Mean ± SD of force- and power-velocity relationships of world class women (solid lines) and men (dashed lines) athletes during 100-m finals of international events (World championships and Olympic Games) of the past 30 years based on split times provided by the International Association of Athletics Federations Biomechanics reports (from Slawinski et al. 2017)
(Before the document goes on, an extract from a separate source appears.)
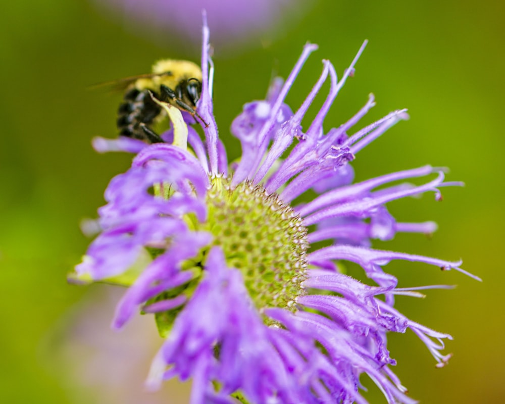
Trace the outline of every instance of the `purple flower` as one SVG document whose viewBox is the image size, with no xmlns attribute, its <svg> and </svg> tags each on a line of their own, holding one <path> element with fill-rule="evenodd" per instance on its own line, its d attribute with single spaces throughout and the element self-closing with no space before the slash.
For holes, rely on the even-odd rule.
<svg viewBox="0 0 505 404">
<path fill-rule="evenodd" d="M 213 115 L 208 40 L 206 25 L 197 106 L 208 124 L 205 141 L 190 126 L 189 147 L 181 145 L 179 133 L 186 127 L 176 123 L 164 135 L 173 144 L 95 141 L 100 151 L 138 154 L 106 191 L 102 232 L 76 268 L 77 277 L 128 286 L 117 308 L 116 327 L 139 307 L 155 314 L 166 339 L 148 384 L 191 378 L 192 402 L 231 402 L 235 397 L 254 403 L 364 403 L 363 373 L 388 402 L 415 402 L 391 370 L 396 363 L 387 333 L 410 329 L 438 366 L 450 357 L 441 351 L 451 337 L 404 316 L 394 308 L 394 296 L 450 287 L 398 288 L 385 266 L 393 260 L 418 261 L 478 278 L 461 269 L 461 262 L 370 245 L 399 232 L 436 230 L 431 222 L 396 222 L 387 203 L 427 192 L 440 199 L 441 187 L 460 183 L 444 182 L 443 169 L 428 166 L 352 182 L 349 163 L 357 154 L 407 116 L 396 111 L 349 134 L 375 105 L 371 95 L 347 122 L 323 130 L 366 44 L 339 80 L 323 61 L 320 77 L 293 114 L 284 100 L 317 48 L 306 45 L 286 81 L 274 80 L 266 99 L 246 104 L 233 121 L 242 155 L 229 164 Z M 326 100 L 302 128 L 327 79 Z M 420 185 L 401 182 L 427 176 Z M 297 202 L 309 190 L 319 196 Z M 314 246 L 320 241 L 326 246 Z M 341 273 L 339 261 L 358 264 L 375 285 Z"/>
</svg>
When we focus on the acceleration phase of some historical 100-m World records, we can have a roughly view of the evolution over time in the limit of human sprinting mechanical properties. Based on split and reaction times provided by the IAAF Biomechanics reports, sprinting FvP profiles has been estimated for the world records of Carl Lewis in 1991 (9.86 s, Tokyo), Maurice Greene in 1999 (9.79 s, Athens) and Usain Bolt in 2009 (9.58 s, Berlin), each of them representing a specific era in the sprint story. An approximate estimation of the FvP profile of Jesse Owens when he obtained the World record in 1936 (10.2 s, Chicago) has also been done, but with less reliability than the previous ones. Figure 11.12 presented their FvP profiles, and shows that the increase in 100-m performance is associated to an increase in power capabilities and an overall shift to the top and the left of the F-v relationship. These changes were mainly due to changes in equipment (notably from forties to nineties with for instance spikes and Tartan(R)), training methods and loads or athlete’s professionalization. It is worth noting that Maurice Green and Usain Bolt presented similar maximal power output during their World record, but with a different Fv profile: a Fv profile more oriented towards velocity capabilities for Bolt. Even if Bolt ran the 10 first meters slower than Green (1.74 s vs. 1.73 s, respectively, reaction time not included), he would have virtually been in front of Green from ~20 m (2.76 s vs. 2.73 s, respectively, reaction time not included) to the finish line. This underlines the higher importance, in long sprint performance, of the capability to keep producing horizontal force at high velocities than the capability to produce high level of horizontal force at low ones. This specific capability seems to be the main limit of human high speed bipedal locomotion.

Fig. 11.12
figure 12

Estimations of force- and power-velocity relationships of four historic 100-m World record holders: Jesse Owens in 1936 (10.2 s, Chicago), Carl Lewis in 1991 (9.86 s, Tokyo), Maurice Greene in 1999 (9.79 s, Athens), Usain Bolt in 2009 (9.58 s, Berlin). These sprinting mechanical properties have been estimated from split times of the acceleration phase of their respective World record run, which was provided by the International Association of Athletics Federations Biomechanics reports

7 Conclusion

This chapter presents an accurate and reliable simple method to determine the mechanical properties of the force production during sprinting. This method, based on a macroscopic biomechanical model and validated in laboratory conditions in comparison to force plate measurements, is very convenient for field use since it only requires anthropometric (body mass and stature) and spatio-temporal (split times or instantaneous velocity) input variables. It provides different information on the athlete’s horizontal force production capabilities: maximal power output, maximal horizontal force, maximal velocity until which horizontal force can be produced and mechanical effectiveness of force application onto the ground. These information present interesting practical applications for sport practitioners to individualize training focusing on sprint acceleration performance, but also in hamstring injury prevention perspectives.